Not sure if this is what you wanted to kow, but here it goes.
In this piece of code:

 //lets try and save the pointer of variable mooki (postfix).
    int *postfixExample ;
    
    //doesnt work
    postfixExample = mooki*;

mooki* won’t do anything but return an error.
Let me give you an example:

int arr[4] = { 10,20,30,40 }; //declaring an array of 4 elements
int *p = arr; //at this point, p will point to the first element in the array, which is 10...
p++; //here we increase "the pointer" position and p will be pointing to the second element, which is 20
int *valueOne = p++; //now here, using postfix "++" will make "valueOne" to be pointing to, also, the second element in the array, that is 20; and the reason is the operator precedence. This will load the actual address referenced by "p" into "valueOne"  and  "then" increase the pointed address in "p".
int *valueTwo = ++p; //now here, using a prefix it will do the opposite as the previous line, "valueTwo" here will point to the fourth element in the array, 40, because the operator precedence will increment the pointer in "p" first, and then return it.

Have a nice day!

ahmedcharles · October 28, 2016, 10:17am

One of the things that I didn’t like about this video is the mention of postfix unary * and &, since those don’t actually exist. Unary * and & (as opposed to binary * (i.e. multiplication) and & (i.e. bitwise and)) are always prefix operators, even when used in declarations where variable names aren’t used.

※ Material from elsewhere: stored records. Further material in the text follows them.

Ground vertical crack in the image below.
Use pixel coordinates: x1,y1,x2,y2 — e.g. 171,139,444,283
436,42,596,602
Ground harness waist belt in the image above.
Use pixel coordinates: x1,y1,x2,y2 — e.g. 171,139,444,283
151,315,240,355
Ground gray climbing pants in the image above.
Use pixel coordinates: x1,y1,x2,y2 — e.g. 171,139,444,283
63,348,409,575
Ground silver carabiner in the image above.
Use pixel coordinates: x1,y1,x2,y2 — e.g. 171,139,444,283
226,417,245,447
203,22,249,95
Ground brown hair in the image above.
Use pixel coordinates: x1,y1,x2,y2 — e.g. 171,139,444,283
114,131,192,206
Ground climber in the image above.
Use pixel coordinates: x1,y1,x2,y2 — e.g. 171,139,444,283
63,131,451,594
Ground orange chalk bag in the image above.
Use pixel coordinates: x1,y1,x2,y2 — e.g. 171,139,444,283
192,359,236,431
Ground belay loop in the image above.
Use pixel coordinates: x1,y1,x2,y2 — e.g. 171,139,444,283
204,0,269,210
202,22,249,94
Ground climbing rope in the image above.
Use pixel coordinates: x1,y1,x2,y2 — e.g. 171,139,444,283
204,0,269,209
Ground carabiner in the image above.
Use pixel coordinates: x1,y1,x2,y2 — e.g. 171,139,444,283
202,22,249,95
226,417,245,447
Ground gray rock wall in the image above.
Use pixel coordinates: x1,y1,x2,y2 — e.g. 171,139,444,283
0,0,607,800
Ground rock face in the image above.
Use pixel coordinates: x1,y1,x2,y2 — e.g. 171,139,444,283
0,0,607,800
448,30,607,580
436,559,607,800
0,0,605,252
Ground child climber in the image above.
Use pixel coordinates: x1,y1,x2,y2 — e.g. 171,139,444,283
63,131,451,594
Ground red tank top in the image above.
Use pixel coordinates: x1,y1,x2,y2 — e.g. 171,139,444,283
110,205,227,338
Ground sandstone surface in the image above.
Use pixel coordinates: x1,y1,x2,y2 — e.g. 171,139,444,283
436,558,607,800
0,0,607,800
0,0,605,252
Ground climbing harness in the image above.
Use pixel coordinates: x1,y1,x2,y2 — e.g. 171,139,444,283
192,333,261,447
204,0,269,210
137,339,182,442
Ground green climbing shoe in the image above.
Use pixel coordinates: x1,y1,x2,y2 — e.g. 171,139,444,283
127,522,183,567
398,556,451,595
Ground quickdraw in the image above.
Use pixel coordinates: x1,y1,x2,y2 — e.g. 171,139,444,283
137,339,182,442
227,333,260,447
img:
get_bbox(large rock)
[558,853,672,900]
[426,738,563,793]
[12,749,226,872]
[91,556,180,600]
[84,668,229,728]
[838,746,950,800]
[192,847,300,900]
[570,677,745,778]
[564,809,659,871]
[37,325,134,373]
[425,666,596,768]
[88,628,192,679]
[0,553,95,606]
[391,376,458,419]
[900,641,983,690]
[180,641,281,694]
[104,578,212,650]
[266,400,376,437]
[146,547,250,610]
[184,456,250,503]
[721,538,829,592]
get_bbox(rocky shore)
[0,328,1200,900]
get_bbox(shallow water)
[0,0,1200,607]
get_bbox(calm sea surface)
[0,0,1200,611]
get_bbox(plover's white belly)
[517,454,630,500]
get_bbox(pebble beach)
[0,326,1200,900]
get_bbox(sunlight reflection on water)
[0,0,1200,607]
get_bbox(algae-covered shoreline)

This is why when declaring multiple pointers, you have to type * for each one.

int *a, *b;

One of the negative design decisions of C is using an expression based declaration syntax, which means, that declarations look like expressions, only there is a type name before the expression. Theoretically, this causes declarations and expressions to be consistent in terms of syntax, but it also seems to make the language harder to use and learn.

So, while int * is a type, the * is a prefix operator of a conceptual variable name rather than a postfix of int.